SAINT JOHN, N.B. — Tiff Macklem says he understands the pain Canadians are going through.
The Bank of Canada governor told a business audience in Saint John last week that he knows high inflation has been hard on people, and that the higher interest rates he and his organization have imposed are bitter medicine. And yet, he says it's much too early to slash the policy interest rate, despite data released the day before that showed the rising cost of living had cooled in October.
Nor will Macklem slag the Trudeau Liberal government in Ottawa for big spending, which arguably has contributed to the highest inflation in generations, saying it's important for his office to remain politically neutral.
His speech on Wednesday at a business luncheon put on by the Saint John Region Chamber of Commerce at the Delta Hotel was a plea for patience and a defence of what the governor called the bank's forceful strategy.
"High inflation has made life hard," Macklem said, citing the bank's most recent consumer survey that showed nine out 10 people are unhappy with the situation, along with letters and emails from upset Canadians. "I hear the worry, the frustration, even the desperation in these letters. I also hear from businesses that are being squeezed by higher costs and from workers who need higher wages to keep up with the rising cost of living."
The bank's rate now stands at five per cent, a 22-year high. It's risen remarkably from just 0.25 per cent less than two years ago, pushing borrowing costs way up for everything from a house to a vehicle.

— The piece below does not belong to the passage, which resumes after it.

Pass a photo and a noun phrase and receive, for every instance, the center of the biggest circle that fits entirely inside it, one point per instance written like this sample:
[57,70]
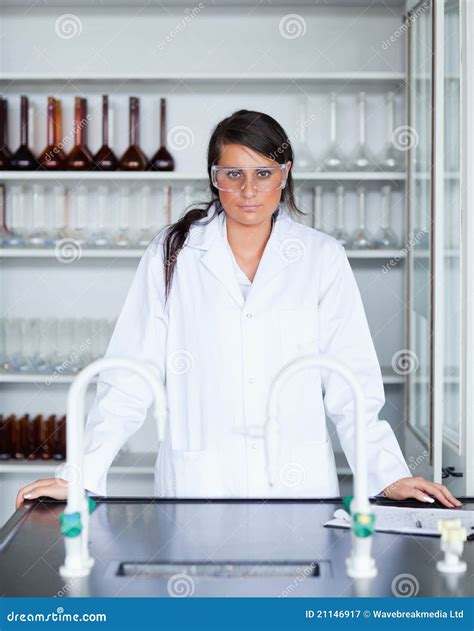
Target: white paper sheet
[418,521]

Canadian inflation has come down from its peak of 8.1 per cent, and the latest report on Tuesday showed it at 3.1 per cent year over year, down from 3.8 per cent in September. The situation was even better in New Brunswick, with inflation at 2.8 per cent. But during a question and answer session with the audience and speaking at a press conference afterwards, Macklem warned that one or two months of lower prices doesn't make for a trend. He said he'd like to see inflation consistently within the target range of between one and three per cent before cutting the rate.
He also recounted growing up as a teenager in the 1970s, when inflation became entrenched and he had the impression everyone was angry. Policy-makers at the time tried price and wage controls and slowing the growth of the money supply. None of it worked. He said Ottawa and the central bank weren't willing to stay the course by restraining government spending and tightening monetary policy enough.
"If high inflation persists, we are prepared to raise our policy rate further."
Only historically high interest rates and a deep recession broke the vicious cycle, with the policy rate hitting 21 per cent in 1981 and mortgage rates going through the roof. By 1982, the unemployment rate hit 13.1 per cent, more than double what it is today.
"This time around we responded forcefully to high inflation from the start and are resolute in our commitment to complete the job," Macklem told the well-dressed crowd who had just eaten a turkey and gravy lunch. "This tightening of monetary policy is working, and interest rates may now be restrictive enough to get us back to price stability. But if high inflation persists, we are prepared to raise our policy rate further."
Macklem was careful choosing his words when Brunswick News asked at the press conference whether Justin Trudeau's Liberal government was repeating the same high spending mistakes his father, Pierre Trudeau, made when he was prime minister in the 1970s. Ottawa's latest economic update, released Tuesday, projects a deficit of $40 billion.
"I'm not going to comment on the specific fiscal measures, a running commentary on federal and provincial economic updates. I don't think that's helpful for the Bank of Canada's independence. It's not really our job and there's a lot of people who can comment on fiscal policy."
However, Macklem said the fall fiscal update showed that the scales had changed little since the spring budget.
"The fall economic statement suggests that the government is not adding new or additional inflationary pressures over the next couple of years, which is the critical period over which we will be looking to reduce inflation and get it back to target."